Installeer de agent op elke Windows Core Hyper-V-host met VM's die u wilt repliceren.

  1. Maak op de Windows Core Hyper-V-host een map door de volgende opdracht uit te voeren:

    New-Item -Path C:\ASR -ItemType Directory
    
  2. Download het installatieprogramma voor de Microsoft Azure Recovery Services-agent:

    Invoke-WebRequest -Uri <put the URI here> -OutFile .\ASR\MARSsoftware.exe
    
  3. Voer het installatieprogramma uit door de onderstaande opdracht uit te voeren:

    .\MARSsoftware.exe
    
  4. Zodra de installatie van de Microsoft Azure Recovery Services-agent is voltooid, kunt u de wizardconsole sluiten.

De doelomgeving instellen

  1. Selecteer Infrastructuur voorbereiden>Doel.
  2. Selecteer het abonnement en de resourcegroep (ContosoRG), waarin de Azure-VM's na failover worden gemaakt.
  3. Selecteer het Resource Manager-implementatiemodel.

Site Recovery controleert of er een of meer compatibele Azure-opslagaccounts en -netwerken zijn.

Netwerktoewijzing configureren

  1. Site Recovery-infrastructuur>Netwerktoewijzingen>Netwerktoewijzing. Selecteer het pictogram +Netwerktoewijzing.

  2. Netwerktoewijzing toevoegen. Selecteer de bronserver System Center VMM. Selecteer bij Doel de optie Azure.

  3. Controleer na het uitvoeren van een failover het abonnement en het implementatiemodel.

  4. Bronnetwerk. Selecteer het on-premises VM-bronnetwerk.

  5. Doelnetwerk. Selecteer het Azure-netwerk waarin de replica’s (Azure-VM’s) moeten worden geplaatst wanneer ze zijn gemaakt na failover. Selecteer vervolgens OK.

    Netwerktoewijzing

Replicatiebeleid instellen

  1. Selecteer Infrastructuur voorbereiden>Replicatie-instellingen>+Maken en koppelen.
  2. Geef in Beleid maken en koppelen een beleidsnaam op. Wij gebruiken ContosoReplicationPolicy.
  3. Accepteer de standaardinstellingen en selecteer OK:
    • Kopieerfrequentie geeft aan dat deltagegevens na de initiële replicatie om de vijf minuten worden gerepliceerd.
    • Bewaarperiode van herstelpunt geeft aan dat elk herstelpunt gedurende twee uur wordt bewaard.
    • Frequentie van de app-consistente momentopname geeft aan dat er elk uur herstelpunten met app-consistente momentopnamen worden gemaakt.
    • Starttijd van de initiële replicatie geeft aan dat de initiële replicatie direct wordt gestart.
    • Gegevens versleutelen die zijn opgeslagen op Azure is ingesteld op de standaardinstelling (Uit) en geeft aan dat inactieve gegevens in Azure niet worden versleuteld.
  4. Nadat het beleid is gemaakt, selecteert u OK. Wanneer u nieuw beleid maakt, wordt dit automatisch gekoppeld aan de VMM-cloud.

Replicatie inschakelen

  1. Toepassing repliceren. Selecteer Bron.

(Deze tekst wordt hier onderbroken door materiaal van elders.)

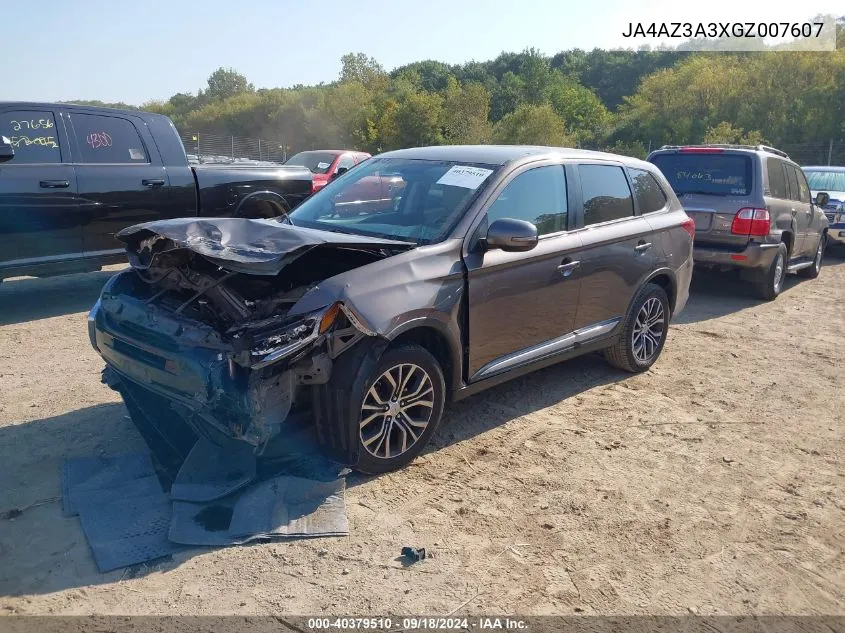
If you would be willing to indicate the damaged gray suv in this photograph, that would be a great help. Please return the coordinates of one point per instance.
(419, 276)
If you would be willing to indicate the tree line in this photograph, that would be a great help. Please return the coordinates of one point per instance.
(612, 100)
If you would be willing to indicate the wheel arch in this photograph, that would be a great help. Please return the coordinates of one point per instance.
(666, 279)
(434, 336)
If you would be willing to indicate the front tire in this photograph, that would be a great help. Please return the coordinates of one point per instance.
(643, 333)
(399, 409)
(771, 283)
(813, 271)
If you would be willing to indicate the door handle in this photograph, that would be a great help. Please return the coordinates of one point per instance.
(567, 267)
(54, 184)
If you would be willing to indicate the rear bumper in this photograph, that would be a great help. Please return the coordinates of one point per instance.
(754, 255)
(683, 277)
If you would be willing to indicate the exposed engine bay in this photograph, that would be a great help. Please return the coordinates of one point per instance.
(208, 325)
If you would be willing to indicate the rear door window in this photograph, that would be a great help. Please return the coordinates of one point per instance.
(707, 173)
(777, 178)
(33, 135)
(107, 139)
(606, 193)
(647, 191)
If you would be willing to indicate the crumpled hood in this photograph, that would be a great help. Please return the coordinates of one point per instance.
(257, 247)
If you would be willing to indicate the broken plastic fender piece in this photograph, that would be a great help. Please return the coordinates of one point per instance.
(414, 554)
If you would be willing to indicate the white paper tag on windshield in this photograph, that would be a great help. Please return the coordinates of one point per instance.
(463, 176)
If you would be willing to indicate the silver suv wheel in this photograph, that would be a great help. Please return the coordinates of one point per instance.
(647, 332)
(396, 411)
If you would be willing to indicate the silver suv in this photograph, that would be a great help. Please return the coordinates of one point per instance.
(752, 208)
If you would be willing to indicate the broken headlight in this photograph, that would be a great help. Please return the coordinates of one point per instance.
(282, 343)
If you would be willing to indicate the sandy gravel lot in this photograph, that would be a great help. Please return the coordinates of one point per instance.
(712, 483)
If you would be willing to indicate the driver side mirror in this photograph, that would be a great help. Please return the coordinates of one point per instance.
(511, 235)
(7, 151)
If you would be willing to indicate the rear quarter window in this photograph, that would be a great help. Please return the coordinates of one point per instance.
(647, 191)
(707, 173)
(777, 178)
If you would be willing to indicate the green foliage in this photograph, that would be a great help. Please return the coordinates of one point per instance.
(226, 82)
(532, 125)
(724, 132)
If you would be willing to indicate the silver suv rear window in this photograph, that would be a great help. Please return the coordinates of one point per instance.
(714, 174)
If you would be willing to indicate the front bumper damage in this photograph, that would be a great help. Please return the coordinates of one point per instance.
(217, 387)
(225, 350)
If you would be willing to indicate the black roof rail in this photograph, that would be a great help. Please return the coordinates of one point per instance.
(759, 148)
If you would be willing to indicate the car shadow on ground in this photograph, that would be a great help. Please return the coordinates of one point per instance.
(41, 551)
(714, 295)
(30, 299)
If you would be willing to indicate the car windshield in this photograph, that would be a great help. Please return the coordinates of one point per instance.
(402, 199)
(826, 180)
(708, 173)
(316, 162)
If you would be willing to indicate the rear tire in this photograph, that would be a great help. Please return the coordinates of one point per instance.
(643, 332)
(770, 285)
(813, 271)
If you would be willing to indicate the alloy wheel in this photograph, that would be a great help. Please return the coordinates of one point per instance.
(396, 410)
(648, 330)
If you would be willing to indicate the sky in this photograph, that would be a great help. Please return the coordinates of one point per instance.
(135, 51)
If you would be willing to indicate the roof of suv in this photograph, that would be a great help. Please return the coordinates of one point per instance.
(716, 147)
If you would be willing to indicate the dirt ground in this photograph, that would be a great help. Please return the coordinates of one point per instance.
(714, 483)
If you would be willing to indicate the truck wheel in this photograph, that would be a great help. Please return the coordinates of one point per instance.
(643, 332)
(769, 286)
(399, 409)
(813, 271)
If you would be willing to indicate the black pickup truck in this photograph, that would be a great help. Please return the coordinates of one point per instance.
(73, 176)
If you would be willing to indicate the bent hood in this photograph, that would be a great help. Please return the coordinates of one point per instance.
(256, 247)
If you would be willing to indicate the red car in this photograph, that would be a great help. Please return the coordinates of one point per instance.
(324, 164)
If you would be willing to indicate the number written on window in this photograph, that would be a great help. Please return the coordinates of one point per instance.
(107, 139)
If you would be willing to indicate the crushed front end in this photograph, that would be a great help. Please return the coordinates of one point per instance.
(224, 350)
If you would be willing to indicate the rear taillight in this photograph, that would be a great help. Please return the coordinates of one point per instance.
(752, 222)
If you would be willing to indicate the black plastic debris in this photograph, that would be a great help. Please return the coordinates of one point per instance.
(413, 554)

  2. Bron. Selecteer de VMM-cloud. Selecteer vervolgens OK.

  3. Doel. Verifieer de doelbestemming (Azure) en dat het juiste kluisabonnement wordt gebruikt, en selecteer het Resource Manager-model.

  4. Selecteer het opslagaccount contosovmsacct1910171607 en het Azure-netwerk ContosoASRnet.

  5. Virtuele machines>Selecteren. Selecteer de VM die u wilt repliceren. Selecteer vervolgens OK.

    U kunt de voortgang van de actie Beveiliging inschakelen volgen via Taken>Site Recovery-taken. Wanneer de taak De beveiliging voltooien is voltooid, is de initiële replicatie voltooid en is de virtuele machine klaar voor failover.